Il faut se rappeler que rien n’est fatal dans le temps éternel; toutefois, simplicité et patience sont requises, car notre vie actuelle n’est que le résultat, brillant, nul ou moyen, des actions de nos vies précédentes. Pareillement, notre vie présente est la préparation pour la suivante, et ainsi de suite dans le grand samsara. Les Anciens savaient tout ça. Selon eux, c’est nous qui avons le gros bout du bâton dans toute cette histoire. Nous détenons un immense pouvoir décisionnel, car nous pouvons prévoir notre destination future : où voudrais-je me rendre après la mort de mon corps, et quelles conditions d’existence voudrais-je expérimenter dans ma prochaine vie? Est-ce que je choisis de garder une forme humaine ou bien de redescendre vers l’animalité, ou même plus bas? Ou est-ce que je voudrais m’élever vers des conditions d’existence édéniques? Ou me libérer du cercle des morts et des renaissances, et ascensionner jusqu’aux mondes d’antimatière? Le catalogue des possibilités est infini. Une vie est la programmation du destin de la suivante. On peut donc prévoir et s’y préparer. Qui plus est, certaines initiations, telles que la prière, le service de dévotion, le chant des Saints Noms, l’écoute des vibrations sonores spirituelles, une vie vertueuse, le fait de suivre les enseignements d’un bon guide spirituel, et plein d’autres choses encore, ont la propriété quasi miraculeuse d’adoucir un destin.

Il n’y a dans les mondes d’antimatière aucune différence entre celui qui domine et celui qui est dominé, car leurs relations (leurs « rasas ») sont libres de toutes les imperfections de la vie matérielle, comme l’envie, l’exploitation, le trafic des personnes, la manipulation, la jalousie, l’orgueil, etc. Nul n’est supérieur ou inférieur dans les relations entre les êtres des mondes d’antimatière puisque dans l’éternité tout est d’égale valeur. Cependant, c’est loin d’être le cas sur Terre! Nos physiciens savent très bien que lorsque des éléments matériels opposés entrent en collision, ils s’entre-détruisent. Ceci se produit parce que le monde de matière est de nature destructive et mortelle. Tout est voué à la mort matérielle ici-bas. Ce phénomène naturel n’arrive jamais dans les mondes du noumène d’antimatière, car ces systèmes d’univers se situent au-delà de l’espace-temps linéaire et de la dualité.

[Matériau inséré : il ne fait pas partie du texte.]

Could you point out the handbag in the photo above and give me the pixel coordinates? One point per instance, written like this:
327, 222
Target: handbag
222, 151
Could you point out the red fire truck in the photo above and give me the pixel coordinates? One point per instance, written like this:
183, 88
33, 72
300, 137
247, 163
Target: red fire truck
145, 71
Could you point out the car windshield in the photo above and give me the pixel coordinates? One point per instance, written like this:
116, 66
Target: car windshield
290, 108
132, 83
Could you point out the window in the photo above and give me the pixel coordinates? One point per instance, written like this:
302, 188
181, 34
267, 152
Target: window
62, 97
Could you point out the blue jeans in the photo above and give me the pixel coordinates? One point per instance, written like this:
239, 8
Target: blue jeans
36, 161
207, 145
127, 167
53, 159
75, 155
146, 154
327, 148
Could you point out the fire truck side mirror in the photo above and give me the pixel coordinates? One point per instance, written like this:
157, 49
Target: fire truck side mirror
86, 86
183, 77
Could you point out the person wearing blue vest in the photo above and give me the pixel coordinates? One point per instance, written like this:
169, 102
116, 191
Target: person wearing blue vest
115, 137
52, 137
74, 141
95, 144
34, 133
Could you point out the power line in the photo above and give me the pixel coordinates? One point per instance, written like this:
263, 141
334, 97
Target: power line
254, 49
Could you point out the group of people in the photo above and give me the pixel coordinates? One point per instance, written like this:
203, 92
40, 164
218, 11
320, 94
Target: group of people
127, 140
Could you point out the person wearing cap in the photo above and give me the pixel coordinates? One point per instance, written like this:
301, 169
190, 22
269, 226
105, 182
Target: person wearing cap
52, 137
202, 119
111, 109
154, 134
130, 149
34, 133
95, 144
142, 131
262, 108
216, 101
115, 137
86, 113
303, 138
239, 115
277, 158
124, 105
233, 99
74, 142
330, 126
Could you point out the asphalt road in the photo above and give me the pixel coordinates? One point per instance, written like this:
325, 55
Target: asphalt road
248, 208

Pour autant, il ne s’agit pas de mépriser nos corps de matière, de rejeter nos familles ou notre métier si nous en avons un. Loin de nous de telles idées saugrenues. Il semble que nous sommes au contraire appelés à inviter l’incorporel dans nos cœurs de chair et dans nos beaux projets d’entreprise. Le fait de prévoir en premier lieu les conditions karmiques dans lesquelles nous désirons renaître n’implique pas de négliger notre situation actuelle; en fait, c’est tout l’inverse. Dans ce monde de nature destructive où nous avons mérité de nous réincarner, si nous ne ressentons pas la main bienveillante de « l’Être qui fait être tout ce qui est », la présence inconcevable du Grand Attracteur divin KRSNA, nous ne pouvons alors que nous faire du souci et nous angoisser face à la mort qui tout dévore autour de nous. Notre avenir est alors sans avenir.

Par contre, si nous vivons notre vie avec le sentiment qu’une présence super subjective et ultra angélique accompagne le moindre de nos pas, nous pouvons alors nous décharger de toutes nos préoccupations en les déposant aux pieds de ce Gardien divin qui est en nous comme tout autour de nous. Quoi qu’il puisse arriver au cours de notre court passage sur Terre, si nous agissons dans un tel état de détachement et de lâcher-prise, tout est supposé se mettre en place selon un ordre supérieur, et sans même que nous ayons à lutter outre mesure pour l’existence. Ce qui doit arriver doit arriver et arrivera. Ce qui devait arriver est arrivé. Il n’y a pas d’erreur. Ne plus s’en faire en sachant que tout est déjà en place attire vers nous la bonne fortune. Le doute existentiel la fait fuir. Dans un sens comme dans l’autre, nous serons spirituellement guidés. En étant conscients des jeux de cartes du karma de chacun, nous serons « inspirés » de l’intérieur (Dadami bhudi yoga). Nous rapatrierons notre souveraineté triomphante. Et ce ne sera pas de la tiédeur ou de la superstition, loin de là.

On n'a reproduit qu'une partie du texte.